Don’t let ICD-10 be like HealthCare.gov
December 10, 2013 in Medical Technology
The Medical Group Management Association has written to Health and Human Services Secretary Kathleen Sebelius, urging HHS to mandate end-to-end testing for ICD-10, arguing that not doing so could lead to “catastrophic” cash flow disruption for practices.
While MGMA applauded the decision of the Centers for Medicare Medicaid Services to change course and initiate ICD-10 testing, “the type of ‘front end’ testing to be conducted is simply insufficient,” writes Susan L. Turney, MD, president and CEO of MGMA.
“We strongly urge that the agency undertake full end-to-end testing with physician practices as soon as possible,” she added. “Failure to appropriately test ICD-10 could result in operational problems similar to what the Department experienced with the rollout of HealthCare.gov and will dramatically increase the potential of catastrophic cash flow disruption for practices following the Oct. 1, 2014 transition date.”
[See also: Ready or not, ICD-10 is near.]

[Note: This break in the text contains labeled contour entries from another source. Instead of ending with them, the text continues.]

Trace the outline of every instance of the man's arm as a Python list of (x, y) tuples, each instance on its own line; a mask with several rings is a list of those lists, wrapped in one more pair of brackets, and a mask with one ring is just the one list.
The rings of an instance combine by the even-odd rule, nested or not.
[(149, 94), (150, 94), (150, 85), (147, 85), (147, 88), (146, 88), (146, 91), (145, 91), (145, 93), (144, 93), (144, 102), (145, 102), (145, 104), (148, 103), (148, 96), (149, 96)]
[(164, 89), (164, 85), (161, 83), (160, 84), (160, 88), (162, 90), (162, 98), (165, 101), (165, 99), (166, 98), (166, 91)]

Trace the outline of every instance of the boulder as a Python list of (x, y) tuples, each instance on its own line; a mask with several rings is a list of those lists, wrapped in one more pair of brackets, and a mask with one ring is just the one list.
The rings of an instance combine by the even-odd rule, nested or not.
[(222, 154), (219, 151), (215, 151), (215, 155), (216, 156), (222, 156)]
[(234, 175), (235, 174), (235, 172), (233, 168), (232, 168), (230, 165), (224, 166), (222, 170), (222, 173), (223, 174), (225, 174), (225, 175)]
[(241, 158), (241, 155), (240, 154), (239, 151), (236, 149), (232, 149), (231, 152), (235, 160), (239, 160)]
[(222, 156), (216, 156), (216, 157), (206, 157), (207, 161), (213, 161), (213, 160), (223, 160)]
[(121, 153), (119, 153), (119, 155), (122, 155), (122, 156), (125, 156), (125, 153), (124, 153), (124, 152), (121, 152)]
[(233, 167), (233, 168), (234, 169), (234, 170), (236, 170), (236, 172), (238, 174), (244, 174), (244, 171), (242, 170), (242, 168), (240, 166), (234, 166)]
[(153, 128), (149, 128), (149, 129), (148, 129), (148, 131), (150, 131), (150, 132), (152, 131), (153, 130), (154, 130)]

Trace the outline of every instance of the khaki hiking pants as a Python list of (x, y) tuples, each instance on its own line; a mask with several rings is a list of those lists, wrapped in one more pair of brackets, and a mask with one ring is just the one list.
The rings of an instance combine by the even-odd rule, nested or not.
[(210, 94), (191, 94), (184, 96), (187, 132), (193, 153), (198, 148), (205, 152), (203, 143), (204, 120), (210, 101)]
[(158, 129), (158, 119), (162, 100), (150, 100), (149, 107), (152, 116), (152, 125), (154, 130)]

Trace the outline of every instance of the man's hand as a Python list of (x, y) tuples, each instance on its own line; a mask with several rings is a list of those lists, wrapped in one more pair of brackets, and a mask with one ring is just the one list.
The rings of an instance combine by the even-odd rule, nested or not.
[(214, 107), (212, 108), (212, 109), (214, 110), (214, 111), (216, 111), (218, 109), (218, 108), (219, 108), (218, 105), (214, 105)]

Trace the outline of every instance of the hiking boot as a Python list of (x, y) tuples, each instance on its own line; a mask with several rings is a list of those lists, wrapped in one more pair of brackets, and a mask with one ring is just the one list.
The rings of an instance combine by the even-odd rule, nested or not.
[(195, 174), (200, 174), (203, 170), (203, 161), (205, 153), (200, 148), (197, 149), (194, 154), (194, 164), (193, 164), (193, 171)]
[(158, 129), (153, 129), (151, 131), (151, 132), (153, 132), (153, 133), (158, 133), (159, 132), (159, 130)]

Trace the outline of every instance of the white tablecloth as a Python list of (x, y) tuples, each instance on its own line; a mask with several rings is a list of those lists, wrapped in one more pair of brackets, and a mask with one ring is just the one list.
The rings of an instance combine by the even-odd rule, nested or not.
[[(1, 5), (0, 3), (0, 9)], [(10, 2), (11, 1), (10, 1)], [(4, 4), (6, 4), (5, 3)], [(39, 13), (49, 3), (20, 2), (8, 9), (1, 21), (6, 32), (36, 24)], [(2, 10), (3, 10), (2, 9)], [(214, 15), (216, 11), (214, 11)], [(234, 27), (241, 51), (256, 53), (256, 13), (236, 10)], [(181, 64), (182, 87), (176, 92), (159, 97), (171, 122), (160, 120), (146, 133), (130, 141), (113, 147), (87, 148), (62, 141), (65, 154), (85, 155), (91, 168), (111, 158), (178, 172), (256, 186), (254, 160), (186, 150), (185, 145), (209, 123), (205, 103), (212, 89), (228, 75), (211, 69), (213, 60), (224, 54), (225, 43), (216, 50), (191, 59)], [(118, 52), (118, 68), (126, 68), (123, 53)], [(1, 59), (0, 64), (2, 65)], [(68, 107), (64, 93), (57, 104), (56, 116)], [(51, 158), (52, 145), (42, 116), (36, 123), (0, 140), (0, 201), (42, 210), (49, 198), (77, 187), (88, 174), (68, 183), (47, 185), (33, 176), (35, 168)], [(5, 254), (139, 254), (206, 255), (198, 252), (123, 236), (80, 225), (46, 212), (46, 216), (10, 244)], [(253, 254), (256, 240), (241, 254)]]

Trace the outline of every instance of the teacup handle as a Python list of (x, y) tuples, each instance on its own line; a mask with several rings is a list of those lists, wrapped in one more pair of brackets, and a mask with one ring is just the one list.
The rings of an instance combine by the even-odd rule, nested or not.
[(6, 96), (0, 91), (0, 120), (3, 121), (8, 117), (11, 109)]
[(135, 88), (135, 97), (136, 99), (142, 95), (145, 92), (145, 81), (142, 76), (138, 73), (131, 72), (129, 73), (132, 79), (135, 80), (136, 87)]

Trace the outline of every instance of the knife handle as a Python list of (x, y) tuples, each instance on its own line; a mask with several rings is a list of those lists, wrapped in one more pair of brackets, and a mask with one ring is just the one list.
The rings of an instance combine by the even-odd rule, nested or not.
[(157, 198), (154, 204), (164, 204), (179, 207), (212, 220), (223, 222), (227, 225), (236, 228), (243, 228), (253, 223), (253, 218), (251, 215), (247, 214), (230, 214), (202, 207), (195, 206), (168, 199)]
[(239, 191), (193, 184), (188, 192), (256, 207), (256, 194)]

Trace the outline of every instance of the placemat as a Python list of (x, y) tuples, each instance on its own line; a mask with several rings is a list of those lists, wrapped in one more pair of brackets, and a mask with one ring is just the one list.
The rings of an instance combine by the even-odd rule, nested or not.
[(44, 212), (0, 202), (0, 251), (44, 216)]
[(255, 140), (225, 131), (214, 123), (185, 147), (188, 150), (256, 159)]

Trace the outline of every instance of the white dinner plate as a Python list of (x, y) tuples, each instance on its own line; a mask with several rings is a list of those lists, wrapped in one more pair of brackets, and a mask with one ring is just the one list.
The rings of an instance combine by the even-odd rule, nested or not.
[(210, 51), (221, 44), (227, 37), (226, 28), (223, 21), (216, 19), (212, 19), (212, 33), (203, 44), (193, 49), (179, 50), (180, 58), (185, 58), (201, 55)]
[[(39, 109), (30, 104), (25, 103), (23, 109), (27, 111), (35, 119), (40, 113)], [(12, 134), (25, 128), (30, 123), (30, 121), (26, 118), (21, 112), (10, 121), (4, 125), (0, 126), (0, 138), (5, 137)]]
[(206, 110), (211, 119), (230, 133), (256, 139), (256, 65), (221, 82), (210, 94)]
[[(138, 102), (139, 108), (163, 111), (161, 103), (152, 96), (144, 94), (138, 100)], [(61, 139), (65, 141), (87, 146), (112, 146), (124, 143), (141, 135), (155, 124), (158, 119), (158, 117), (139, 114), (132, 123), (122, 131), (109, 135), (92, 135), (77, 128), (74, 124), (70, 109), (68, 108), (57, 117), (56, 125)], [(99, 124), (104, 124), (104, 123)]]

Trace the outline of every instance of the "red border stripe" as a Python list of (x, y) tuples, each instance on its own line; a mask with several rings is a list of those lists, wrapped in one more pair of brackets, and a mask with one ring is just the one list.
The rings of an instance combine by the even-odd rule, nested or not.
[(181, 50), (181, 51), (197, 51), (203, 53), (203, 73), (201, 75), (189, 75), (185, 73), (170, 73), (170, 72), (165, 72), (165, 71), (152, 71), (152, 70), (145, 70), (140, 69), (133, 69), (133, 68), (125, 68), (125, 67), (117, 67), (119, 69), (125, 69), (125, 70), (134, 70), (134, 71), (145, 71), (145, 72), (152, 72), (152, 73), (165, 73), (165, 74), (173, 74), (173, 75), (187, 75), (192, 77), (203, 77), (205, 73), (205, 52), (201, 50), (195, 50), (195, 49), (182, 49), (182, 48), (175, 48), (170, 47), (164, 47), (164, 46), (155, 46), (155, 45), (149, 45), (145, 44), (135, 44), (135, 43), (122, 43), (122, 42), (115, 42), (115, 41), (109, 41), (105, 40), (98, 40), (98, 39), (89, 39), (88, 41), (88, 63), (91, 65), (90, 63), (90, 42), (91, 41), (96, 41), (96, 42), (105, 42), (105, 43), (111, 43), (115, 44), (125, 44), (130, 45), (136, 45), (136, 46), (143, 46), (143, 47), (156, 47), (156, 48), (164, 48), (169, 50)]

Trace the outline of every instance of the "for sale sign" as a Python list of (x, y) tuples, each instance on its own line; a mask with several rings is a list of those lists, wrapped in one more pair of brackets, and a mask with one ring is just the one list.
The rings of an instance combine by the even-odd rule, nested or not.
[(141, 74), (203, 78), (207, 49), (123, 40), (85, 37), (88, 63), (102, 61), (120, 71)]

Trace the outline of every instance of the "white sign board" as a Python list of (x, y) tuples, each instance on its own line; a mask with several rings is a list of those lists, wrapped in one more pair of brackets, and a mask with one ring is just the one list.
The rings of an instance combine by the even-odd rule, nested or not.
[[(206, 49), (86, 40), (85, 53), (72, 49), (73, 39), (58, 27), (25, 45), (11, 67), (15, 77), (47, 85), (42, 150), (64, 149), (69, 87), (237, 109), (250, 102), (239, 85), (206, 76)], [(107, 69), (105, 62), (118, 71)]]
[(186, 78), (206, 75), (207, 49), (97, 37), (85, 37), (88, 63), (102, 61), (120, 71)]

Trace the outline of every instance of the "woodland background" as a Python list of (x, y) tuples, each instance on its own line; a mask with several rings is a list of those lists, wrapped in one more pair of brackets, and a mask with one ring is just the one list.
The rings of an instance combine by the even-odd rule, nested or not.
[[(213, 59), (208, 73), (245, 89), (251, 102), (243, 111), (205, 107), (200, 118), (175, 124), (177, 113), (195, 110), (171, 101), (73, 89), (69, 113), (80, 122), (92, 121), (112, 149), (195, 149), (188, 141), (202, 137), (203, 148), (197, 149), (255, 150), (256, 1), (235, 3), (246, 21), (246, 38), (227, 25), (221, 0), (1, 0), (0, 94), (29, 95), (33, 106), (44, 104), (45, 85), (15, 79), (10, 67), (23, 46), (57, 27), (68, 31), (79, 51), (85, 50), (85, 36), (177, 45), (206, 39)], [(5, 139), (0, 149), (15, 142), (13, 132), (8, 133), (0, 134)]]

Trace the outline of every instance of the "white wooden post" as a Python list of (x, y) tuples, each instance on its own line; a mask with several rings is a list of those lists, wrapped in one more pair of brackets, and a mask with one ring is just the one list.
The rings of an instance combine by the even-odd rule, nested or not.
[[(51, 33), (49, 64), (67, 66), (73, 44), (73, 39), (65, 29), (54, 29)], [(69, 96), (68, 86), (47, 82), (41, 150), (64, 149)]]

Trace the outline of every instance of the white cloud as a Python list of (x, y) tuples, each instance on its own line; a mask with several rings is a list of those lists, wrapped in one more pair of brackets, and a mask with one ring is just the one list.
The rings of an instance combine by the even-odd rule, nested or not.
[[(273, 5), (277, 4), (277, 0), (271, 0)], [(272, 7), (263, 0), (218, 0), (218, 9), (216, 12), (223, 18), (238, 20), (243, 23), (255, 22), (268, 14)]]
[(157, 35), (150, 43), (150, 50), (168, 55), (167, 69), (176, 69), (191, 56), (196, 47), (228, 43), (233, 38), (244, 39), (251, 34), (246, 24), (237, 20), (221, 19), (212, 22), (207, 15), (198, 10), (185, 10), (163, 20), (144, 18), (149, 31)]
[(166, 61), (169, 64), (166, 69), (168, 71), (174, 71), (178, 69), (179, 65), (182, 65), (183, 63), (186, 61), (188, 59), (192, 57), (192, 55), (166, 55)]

Complete end-to-end testing helps developers of practice management and electronic health record software ensure their technologies can be appropriately configured for physician practices, Turney argued. Moreover, it’s necessary to help identify critical problems “well prior to the Oct.1, 2014 compliance date and permit trading partners to institute the appropriate modifications to systems and/or workflow.”
Finally, she wrote, “end-to-end testing is the only practical method practices will have to accurately predict and respond to Medicare coding edits and fully understand the impact that ICD-10 will have on reimbursement.”
With private payers typically taking direction on operation issues from Medicare, the agency’s refusal to do end-to-end testing – anticipating, detecting and ironing out problems with physician practices in advance – it’s likely that many of these commercial plans will also not test, Turney argued.
“As the industry saw with the move to HIPAA Version 5010, failure to identify issues well before the compliance date will lead directly to a protracted industry implementation and significant disruption of cash flow for a large number of physician practices,” she wrote.